The limitations associated with current bone grafting options have prompted the development of additional methods for augmenting bone repair, particularly in cases of large volume bone defects. Bone tissue engineering (BTE), aimed to regenerate new biological bone tissue similar to native bone tissue, is a rapidly advancing discipline in the field of regenerative medicine and tissue engineering techniques7. Classical BTE has three essential elements: seed cells, growth factors and bioactive scaffolds. Frequently, BTE is manipulated under in vitro conditions, such as in an in vitro bioreactor. To date, although tremendous advances for the construction of tissue-engineered bone have been observed, BTE has not considered the functional factors of a true regenerative microenvironment8. As a result, limited clinical success has been reported in clinical therapeutic studies of in vitro BTE.

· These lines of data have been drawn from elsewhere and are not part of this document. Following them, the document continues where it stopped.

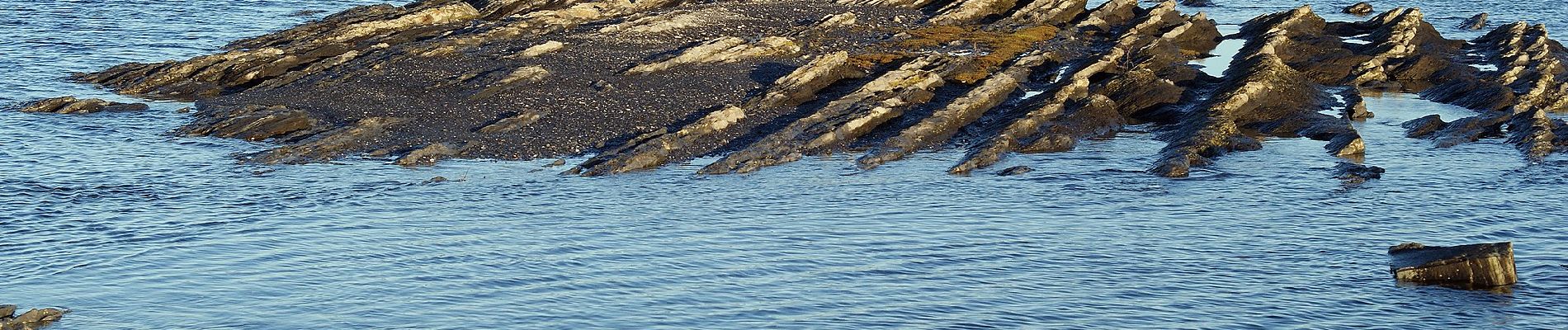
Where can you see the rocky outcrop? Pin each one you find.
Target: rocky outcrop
(1015, 171)
(71, 105)
(31, 319)
(1360, 8)
(1264, 94)
(642, 85)
(1514, 102)
(846, 118)
(328, 144)
(968, 12)
(1476, 266)
(707, 134)
(1352, 172)
(1476, 22)
(726, 49)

Recently, in vivo bioreactors (IVBs), which are designed to mimic in vivo microenvironments, have been explored for the repair of large bone defects for clinical applications by using an in vivo BTE approach9. In vivo bioreactors are chambers or scaffolds implanted in an ectopic site in the body where ossified tissue can be grown in the bioreactor in predefined geometries. Local vessels are recruited, and composite tissues can be harvested for later transfer10. Many studies, including our previous study, have prefabricated large vascularized tissue engineered bones and have shown the feasibility of this in vivo bioreactor approach11,12,13.
The treatment of large bone defects should consider the functional repair capabilities of prefabricated vascularized tissue engineered bone and aesthetics to maintain specific shapes. While the IVB approach cannot provide control over the final shape of the generated bone tissue, scaffolds can be designed with predefined geometries14 by using three dimensional printing techniques. Three dimensional printing is a rapid prototyping technique that can create complex 3D structures and provide unique ways to build accurate and highly reproducible scaffolds15. Specifically, three dimensional printed (3DP) scaffolds can be closely controlled and customized with proper shape, bioactivity, pore size and porosity for specific applications16,17.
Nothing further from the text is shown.